Korolev put up a finger. “Just a second.” He disappeared into the bar's back entrance, leaving Theresa alone with her thoughts. Maybe her conversation with Bryan had left her paranoid, jumping at shadows. But she couldn't help but feel like the whole thing, from the crowds at the landing strip to the protests, didn't feel too “spontaneous.”

Korolev stepped back out from the alley. “Maya says Yvonne paid off her tab tonight. That's why they started serving her again.”

“When?”

“Just after the shuttle landed.”

Theresa's eyes rolled. “And she paid cash or some other untraceable barter, I bet.”

Korolev nodded. “All cash.”

“Of course.”

“You think she stole it?”

Theresa shook her head. “No. Hallstead's history means she knows we're keeping a close eye on her, it wouldn't be worth the risk. I think an anonymous donor chose tonight to mint themselves a loyal patriot. Probably more than one of them.”

“The person who hired on her services as a contractor?”

“That would make sense,” Theresa said.

“Why, though?”

“That's the question, isn't it? C'mon, we both need to sleep.”

“You go on ahead, chief. I'm going to walk Maya home.”

Theresa cocked an eyebrow. “Are you now?”

“It's not like that. She's a little shook up from the protests and wants an escort back to her house is all.”

Theresa smiled and put a hand on his cheek. “Pavel, you're adorable. A little thick, but adorable. Just make sure once you're done ‘escorting' her that you actually get some sleep tonight, OK?”

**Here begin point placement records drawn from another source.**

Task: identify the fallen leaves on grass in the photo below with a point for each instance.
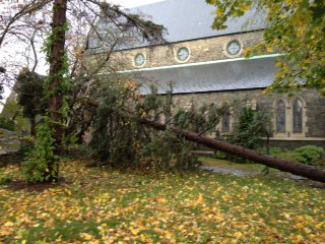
(105, 206)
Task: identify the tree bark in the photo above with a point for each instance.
(33, 126)
(287, 166)
(56, 60)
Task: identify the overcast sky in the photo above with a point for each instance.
(123, 3)
(133, 3)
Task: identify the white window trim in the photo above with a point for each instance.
(225, 48)
(134, 60)
(177, 49)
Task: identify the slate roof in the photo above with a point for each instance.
(235, 75)
(186, 20)
(192, 19)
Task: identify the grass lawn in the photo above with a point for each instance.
(245, 167)
(97, 205)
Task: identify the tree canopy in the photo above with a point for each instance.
(295, 28)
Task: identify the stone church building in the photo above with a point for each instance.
(207, 66)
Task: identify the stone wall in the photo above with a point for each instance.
(202, 50)
(313, 111)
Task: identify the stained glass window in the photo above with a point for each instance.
(297, 116)
(233, 47)
(226, 122)
(183, 54)
(281, 117)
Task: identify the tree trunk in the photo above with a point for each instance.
(287, 166)
(57, 63)
(32, 126)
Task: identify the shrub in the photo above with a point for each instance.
(121, 140)
(251, 127)
(7, 124)
(310, 155)
(41, 164)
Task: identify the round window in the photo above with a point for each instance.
(183, 54)
(233, 47)
(139, 59)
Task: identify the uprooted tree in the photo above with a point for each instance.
(120, 119)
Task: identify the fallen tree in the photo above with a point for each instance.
(283, 165)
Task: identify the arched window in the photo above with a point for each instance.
(226, 121)
(280, 117)
(297, 116)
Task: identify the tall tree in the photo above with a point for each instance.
(295, 29)
(58, 67)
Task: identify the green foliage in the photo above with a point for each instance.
(251, 127)
(41, 164)
(310, 155)
(295, 28)
(30, 93)
(120, 138)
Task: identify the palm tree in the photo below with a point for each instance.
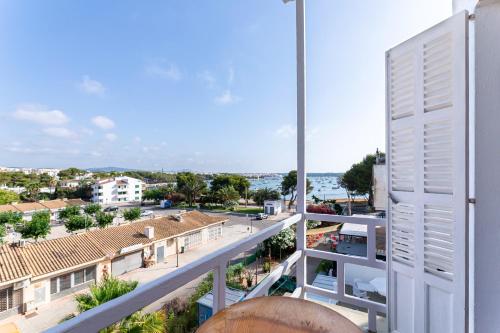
(111, 288)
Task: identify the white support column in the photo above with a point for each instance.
(219, 288)
(371, 245)
(301, 134)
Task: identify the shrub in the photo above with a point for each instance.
(320, 209)
(132, 214)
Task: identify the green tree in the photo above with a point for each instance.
(32, 191)
(263, 194)
(70, 173)
(191, 185)
(238, 182)
(12, 218)
(132, 214)
(78, 222)
(39, 226)
(103, 219)
(68, 212)
(289, 186)
(282, 241)
(227, 196)
(358, 180)
(8, 197)
(92, 209)
(108, 289)
(112, 288)
(3, 232)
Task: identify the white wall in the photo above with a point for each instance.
(365, 274)
(459, 5)
(486, 251)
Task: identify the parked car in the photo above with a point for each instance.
(147, 213)
(111, 209)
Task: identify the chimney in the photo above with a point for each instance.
(149, 232)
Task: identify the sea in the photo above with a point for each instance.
(325, 185)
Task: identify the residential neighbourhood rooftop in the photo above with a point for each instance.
(41, 205)
(51, 256)
(112, 239)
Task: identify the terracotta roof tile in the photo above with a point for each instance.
(68, 252)
(12, 267)
(112, 239)
(54, 204)
(75, 202)
(29, 206)
(57, 254)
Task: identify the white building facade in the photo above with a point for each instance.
(117, 190)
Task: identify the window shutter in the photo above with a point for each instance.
(427, 179)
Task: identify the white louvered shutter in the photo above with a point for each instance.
(427, 164)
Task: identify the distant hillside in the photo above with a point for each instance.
(109, 169)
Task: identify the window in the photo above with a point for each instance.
(5, 299)
(64, 282)
(89, 274)
(53, 286)
(79, 277)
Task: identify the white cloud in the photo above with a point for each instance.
(92, 87)
(286, 131)
(39, 114)
(103, 122)
(312, 133)
(169, 71)
(60, 132)
(208, 78)
(226, 98)
(110, 136)
(43, 150)
(230, 78)
(87, 131)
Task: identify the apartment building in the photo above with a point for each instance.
(27, 209)
(36, 274)
(117, 189)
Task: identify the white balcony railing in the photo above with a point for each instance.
(114, 310)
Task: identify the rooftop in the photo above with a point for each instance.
(112, 239)
(51, 256)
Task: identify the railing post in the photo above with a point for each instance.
(371, 245)
(301, 142)
(219, 288)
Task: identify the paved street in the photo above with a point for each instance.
(50, 314)
(58, 230)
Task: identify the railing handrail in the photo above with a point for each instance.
(113, 311)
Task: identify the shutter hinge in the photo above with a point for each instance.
(394, 201)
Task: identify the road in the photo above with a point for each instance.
(58, 230)
(236, 229)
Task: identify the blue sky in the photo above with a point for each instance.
(199, 85)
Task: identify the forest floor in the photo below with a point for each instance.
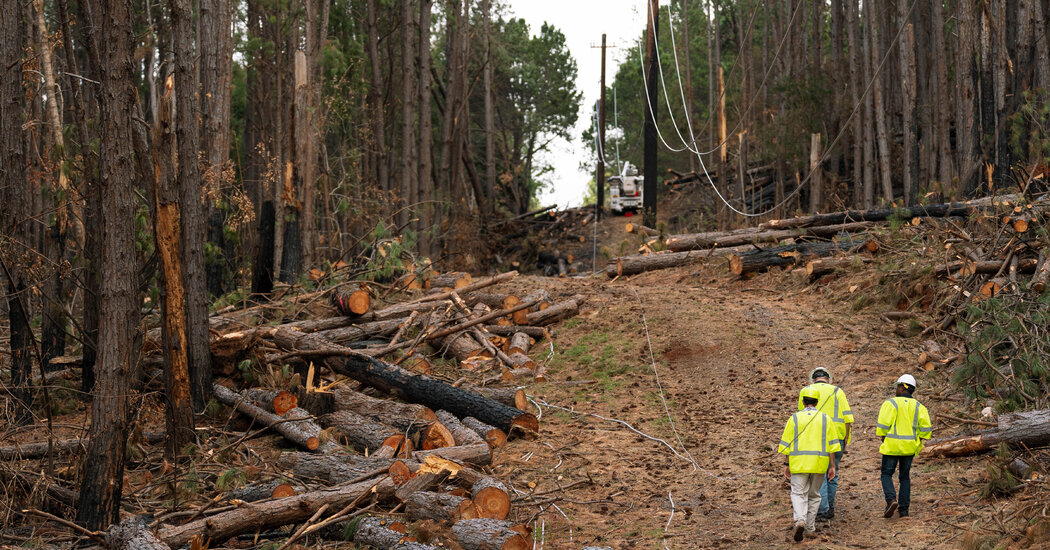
(690, 366)
(729, 359)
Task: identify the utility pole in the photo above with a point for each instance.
(600, 175)
(649, 197)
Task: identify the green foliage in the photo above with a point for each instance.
(230, 480)
(1001, 481)
(1030, 127)
(1007, 343)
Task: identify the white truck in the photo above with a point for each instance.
(625, 190)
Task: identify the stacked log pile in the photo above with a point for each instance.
(363, 430)
(800, 240)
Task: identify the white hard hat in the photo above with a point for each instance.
(906, 379)
(824, 372)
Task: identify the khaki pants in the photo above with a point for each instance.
(805, 498)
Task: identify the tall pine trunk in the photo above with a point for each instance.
(193, 224)
(100, 492)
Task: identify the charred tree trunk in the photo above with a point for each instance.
(166, 235)
(414, 387)
(14, 207)
(100, 494)
(193, 223)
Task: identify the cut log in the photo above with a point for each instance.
(277, 401)
(786, 255)
(1042, 274)
(488, 534)
(495, 437)
(626, 266)
(1030, 428)
(440, 507)
(416, 388)
(376, 533)
(38, 450)
(522, 376)
(425, 479)
(133, 533)
(461, 434)
(519, 360)
(301, 430)
(558, 312)
(463, 347)
(991, 287)
(455, 280)
(537, 333)
(520, 343)
(993, 267)
(820, 267)
(940, 210)
(706, 240)
(491, 299)
(360, 332)
(479, 320)
(385, 410)
(259, 516)
(399, 311)
(638, 229)
(352, 301)
(258, 491)
(332, 468)
(508, 396)
(491, 498)
(477, 455)
(496, 279)
(363, 434)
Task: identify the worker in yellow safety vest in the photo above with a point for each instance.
(903, 423)
(833, 402)
(809, 441)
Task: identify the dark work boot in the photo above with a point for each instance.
(890, 508)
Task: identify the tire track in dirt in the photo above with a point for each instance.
(732, 362)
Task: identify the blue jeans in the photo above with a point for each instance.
(889, 464)
(830, 487)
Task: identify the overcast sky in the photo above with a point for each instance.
(583, 22)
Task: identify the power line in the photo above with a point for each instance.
(831, 146)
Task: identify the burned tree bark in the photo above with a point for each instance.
(414, 387)
(100, 494)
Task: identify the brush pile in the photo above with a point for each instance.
(552, 241)
(396, 409)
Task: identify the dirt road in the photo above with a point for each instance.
(731, 358)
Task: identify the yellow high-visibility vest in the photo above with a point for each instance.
(833, 402)
(904, 423)
(809, 441)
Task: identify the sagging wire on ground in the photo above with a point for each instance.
(827, 150)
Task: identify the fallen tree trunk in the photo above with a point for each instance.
(417, 388)
(363, 434)
(258, 516)
(302, 431)
(385, 410)
(495, 437)
(488, 534)
(461, 434)
(1030, 428)
(941, 210)
(539, 333)
(440, 507)
(707, 240)
(133, 533)
(788, 255)
(332, 468)
(558, 312)
(374, 532)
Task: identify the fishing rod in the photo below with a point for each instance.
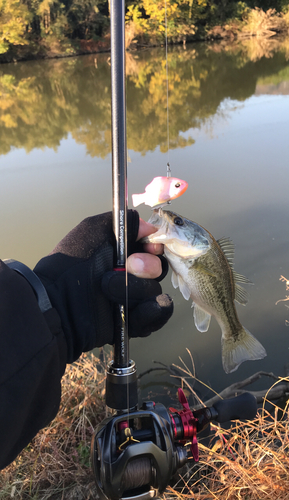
(135, 452)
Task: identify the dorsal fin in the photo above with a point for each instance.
(227, 247)
(242, 279)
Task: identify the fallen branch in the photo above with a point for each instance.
(276, 391)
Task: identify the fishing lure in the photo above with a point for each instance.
(161, 190)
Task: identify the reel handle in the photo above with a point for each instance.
(134, 455)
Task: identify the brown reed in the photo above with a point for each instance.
(249, 460)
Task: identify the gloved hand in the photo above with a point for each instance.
(82, 286)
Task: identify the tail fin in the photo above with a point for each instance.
(137, 199)
(236, 350)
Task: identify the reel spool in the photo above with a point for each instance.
(133, 455)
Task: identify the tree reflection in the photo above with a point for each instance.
(41, 102)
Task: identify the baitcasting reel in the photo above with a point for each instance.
(134, 455)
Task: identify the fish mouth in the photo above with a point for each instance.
(161, 222)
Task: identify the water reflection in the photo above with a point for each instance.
(228, 139)
(42, 102)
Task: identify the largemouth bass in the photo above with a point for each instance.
(203, 270)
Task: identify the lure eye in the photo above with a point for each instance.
(178, 221)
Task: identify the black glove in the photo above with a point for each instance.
(82, 286)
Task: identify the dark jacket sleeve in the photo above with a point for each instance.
(32, 362)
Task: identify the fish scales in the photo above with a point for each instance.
(203, 270)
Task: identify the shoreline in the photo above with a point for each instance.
(228, 33)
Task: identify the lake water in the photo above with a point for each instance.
(229, 138)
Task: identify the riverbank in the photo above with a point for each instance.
(250, 460)
(256, 23)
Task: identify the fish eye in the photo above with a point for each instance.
(178, 221)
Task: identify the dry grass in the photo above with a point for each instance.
(58, 457)
(249, 461)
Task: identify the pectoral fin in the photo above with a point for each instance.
(202, 319)
(177, 281)
(174, 279)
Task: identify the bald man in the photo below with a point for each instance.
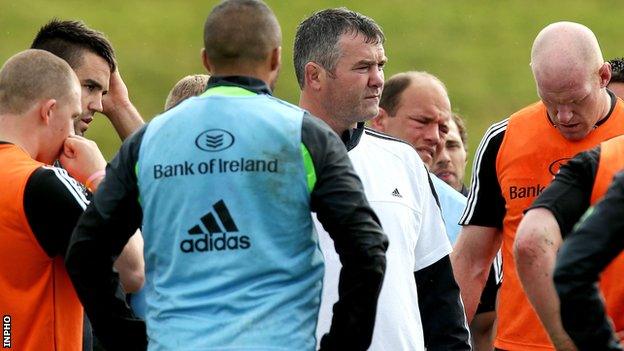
(40, 204)
(415, 107)
(517, 159)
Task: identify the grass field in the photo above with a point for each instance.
(480, 49)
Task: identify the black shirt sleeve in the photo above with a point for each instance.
(53, 202)
(341, 206)
(101, 234)
(486, 205)
(569, 194)
(584, 254)
(442, 312)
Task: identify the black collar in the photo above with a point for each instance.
(249, 83)
(351, 137)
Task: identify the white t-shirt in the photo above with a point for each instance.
(397, 187)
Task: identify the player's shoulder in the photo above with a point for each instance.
(55, 181)
(386, 146)
(386, 141)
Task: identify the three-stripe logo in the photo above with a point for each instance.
(215, 238)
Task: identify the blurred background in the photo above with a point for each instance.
(480, 49)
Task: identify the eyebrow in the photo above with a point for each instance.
(93, 82)
(371, 62)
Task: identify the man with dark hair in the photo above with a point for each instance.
(616, 84)
(91, 56)
(339, 59)
(185, 88)
(232, 260)
(515, 161)
(451, 158)
(40, 204)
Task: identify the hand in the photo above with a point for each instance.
(81, 158)
(118, 108)
(117, 96)
(564, 343)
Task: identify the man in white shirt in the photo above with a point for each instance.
(339, 60)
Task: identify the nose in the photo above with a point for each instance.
(443, 155)
(96, 104)
(432, 133)
(376, 78)
(564, 114)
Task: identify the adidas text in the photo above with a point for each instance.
(215, 243)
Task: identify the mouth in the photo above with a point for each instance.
(568, 126)
(445, 175)
(426, 154)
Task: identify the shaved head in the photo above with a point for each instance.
(241, 33)
(185, 88)
(571, 78)
(31, 76)
(565, 48)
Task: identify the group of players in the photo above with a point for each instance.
(204, 213)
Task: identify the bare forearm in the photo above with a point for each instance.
(471, 259)
(126, 119)
(471, 278)
(535, 250)
(131, 265)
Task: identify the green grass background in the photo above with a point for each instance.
(480, 49)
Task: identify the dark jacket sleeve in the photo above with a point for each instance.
(341, 206)
(441, 310)
(53, 202)
(584, 254)
(101, 234)
(486, 204)
(568, 195)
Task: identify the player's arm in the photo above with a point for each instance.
(583, 255)
(130, 264)
(84, 161)
(439, 301)
(480, 238)
(53, 202)
(102, 232)
(442, 312)
(539, 237)
(339, 201)
(472, 257)
(119, 109)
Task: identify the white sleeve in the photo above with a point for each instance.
(433, 243)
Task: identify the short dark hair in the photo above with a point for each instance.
(69, 39)
(185, 88)
(617, 70)
(241, 32)
(317, 37)
(31, 76)
(461, 127)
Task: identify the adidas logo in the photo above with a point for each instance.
(215, 238)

“OK…” Korolev said uncertainly. “Goodnight, chief.”

“Goodnight.” She watched him return to the back entrance, then turned and walked down the wide radial street toward the Beehive. There was end-of-shift paperwork to submit. Funny, she thought, the only paper she'd ever seen was in the museum, but the name still stuck. Even out here, trillions of miles from the world of their birth, humans were still creatures of habit.

She'd picked up a few of her own habits over the years. Theresa had been a constable for most of her adult life before taking over as chief so her husband could go play ball with kids of all ages. It was a pretty good arrangement, actually. Coaching suited his temperament better, since shouting at the top of one's lungs wasn't only tolerated, but expected. Bryan had many fine qualities, but Zen-like calm was not among them. Besides, she'd been angling for the job since before they'd started dating. It was one of the reasons they'd started dating, if she was going to be honest with herself.

After more than a decade in law enforcement, Theresa felt like she had good habits. First among them was knowing the only way to let out the pus was to keep picking at the scab. Tomorrow, once she'd had a chance to sober up, she was going to have a chat with dear Yvonne Hallstead and see if she could find out who her new benefactor was.

Second among her habits was knowing how to keep her inquiries quiet until she had enough evidence. But that required people who understood the need for discretion. On a whim, Theresa turned away from the path to the Beehive and headed down one of the concentric roads, to the high-rent housing district.